Apoptotic cells are present in the tissue. SLE causes the production of anti-nuclear antibodies (ANAs), which can be detected by indirect immunofluorescence. ANAs presumably destroy parts of the nucleus → cause apoptosis. This is called nuclear dust.

There is a hypothesis that because of a macrophage dysfunction, there is a defective clearance of nuclear antigens from apoptotic cells. The delayed removal of apoptotic cells may give rise to the formation of auto-antibodies such as ANAs.

Testing:

The immunofluorescence test for ANA is positive in almost every patient with SLE → the sensitivity is high. However, patients with other autoimmune diseases may also score positive → not very specific. Immunofluorescence patterns do not correspond uniquely to a specific antibody → after a positive result of the ANA-test, it needs to be determined whether the patient has antibodies to dsDNA.

Patterns of injury in lupus nephritis

Glomerular injuries, and also the clinical symptoms, are determined by immune complex localization. There are 3 patterns of injury:

• Mesangial injury → lupus I and II
  • Asymptomatic proteinuria
  • Microscopic hematuria
• Endocapillary injury → lupus III and IV
  • Hematuria
  • Loss of GFR
  • Proteinuria
  • Inflammatory lesions
• Epithelial injury → lupus V
  • Nephrotic range proteinuria
  • Non-inflammatory lesions

All 3 can be combined → for instance, a patient can have lupus III + V.

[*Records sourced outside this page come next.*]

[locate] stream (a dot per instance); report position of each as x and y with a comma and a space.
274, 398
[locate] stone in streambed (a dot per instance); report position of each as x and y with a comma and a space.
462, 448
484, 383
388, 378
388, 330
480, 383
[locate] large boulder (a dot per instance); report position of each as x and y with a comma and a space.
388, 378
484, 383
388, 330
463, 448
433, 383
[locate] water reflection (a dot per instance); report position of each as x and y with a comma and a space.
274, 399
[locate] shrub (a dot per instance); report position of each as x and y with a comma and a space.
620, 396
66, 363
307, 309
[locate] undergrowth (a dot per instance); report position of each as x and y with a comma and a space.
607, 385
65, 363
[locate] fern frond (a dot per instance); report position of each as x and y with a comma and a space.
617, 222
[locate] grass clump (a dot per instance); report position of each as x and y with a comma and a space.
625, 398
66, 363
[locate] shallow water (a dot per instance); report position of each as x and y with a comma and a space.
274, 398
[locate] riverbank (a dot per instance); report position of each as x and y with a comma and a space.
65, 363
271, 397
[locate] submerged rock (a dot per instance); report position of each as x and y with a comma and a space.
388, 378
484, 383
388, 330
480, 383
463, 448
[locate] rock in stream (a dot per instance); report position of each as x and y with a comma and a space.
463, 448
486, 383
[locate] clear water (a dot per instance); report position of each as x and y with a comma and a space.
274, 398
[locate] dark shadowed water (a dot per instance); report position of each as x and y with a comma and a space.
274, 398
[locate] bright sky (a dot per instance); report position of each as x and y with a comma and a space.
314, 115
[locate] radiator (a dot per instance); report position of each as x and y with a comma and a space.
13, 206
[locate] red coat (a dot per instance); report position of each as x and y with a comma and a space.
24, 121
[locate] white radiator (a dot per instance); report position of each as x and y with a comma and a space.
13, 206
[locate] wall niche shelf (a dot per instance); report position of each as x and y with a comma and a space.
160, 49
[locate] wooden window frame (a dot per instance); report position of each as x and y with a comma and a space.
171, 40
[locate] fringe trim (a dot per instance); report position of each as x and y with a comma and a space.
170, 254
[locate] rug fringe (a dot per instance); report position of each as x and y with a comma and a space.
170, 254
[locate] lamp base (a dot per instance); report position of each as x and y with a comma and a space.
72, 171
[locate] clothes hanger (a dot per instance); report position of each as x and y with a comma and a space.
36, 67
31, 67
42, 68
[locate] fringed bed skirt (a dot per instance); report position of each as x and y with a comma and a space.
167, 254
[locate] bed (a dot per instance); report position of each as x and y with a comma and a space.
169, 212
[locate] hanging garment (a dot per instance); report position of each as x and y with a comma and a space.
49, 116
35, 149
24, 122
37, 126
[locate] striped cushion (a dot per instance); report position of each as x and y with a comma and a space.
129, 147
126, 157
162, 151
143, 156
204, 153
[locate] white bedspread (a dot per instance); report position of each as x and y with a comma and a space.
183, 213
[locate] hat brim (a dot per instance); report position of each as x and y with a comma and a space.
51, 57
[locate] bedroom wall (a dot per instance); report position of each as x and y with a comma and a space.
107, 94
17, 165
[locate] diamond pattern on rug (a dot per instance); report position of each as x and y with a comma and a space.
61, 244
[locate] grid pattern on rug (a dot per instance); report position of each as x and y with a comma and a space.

Classification of lupus nephritis

Lupus nephritis can have so many different faces that an international classification system is necessary for clinicians and pathologists to know what they are talking about:

• Lupus nephritis class I
  • Normal histology → no lesions at all
  • Full house immunofluorescence
• Lupus nephritis class II
  • Mesangial changes
  • Full house immunofluorescence
  • Deposits in the mesangium
• Lupus nephritis class III
  • Proliferative lesions in <50% of glomeruli
  • Full house immunofluorescence → subendothelial deposits
• Lupus nephritis class IV
  • Proliferative lesions in >50% of glomeruli
  • Full house immunofluorescence → subendothelial deposits
• Lupus nephritis class V
  • Subepithelial deposits
  • Membranous pattern of spikes
  • Full house immunofluorescence
• Lupus nephritis class VI
  • Global glomerulosclerosis in >90% of glomeruli
    • End stage renal failure
  • Full house immunofluorescence

Full house means that all 5 major immunofluorescent stains (IgM, IgG, IgA, C3 and C1q) on a renal biopsy are positive.

Therapy:

Therapy depends on the given class. The histopathology cannot be deducted from the clinical symptoms → in time, class changes may occur. The histopathological “damage index” correlates with the patient’s renal prognosis.

Anti-phospholipid antibodies

Anti-phospholipid antibodies are often present in lupus patients. Patients with these antibodies have an increased risk of blood clots and an increased risk of miscarriages. Thrombogenic events can occur.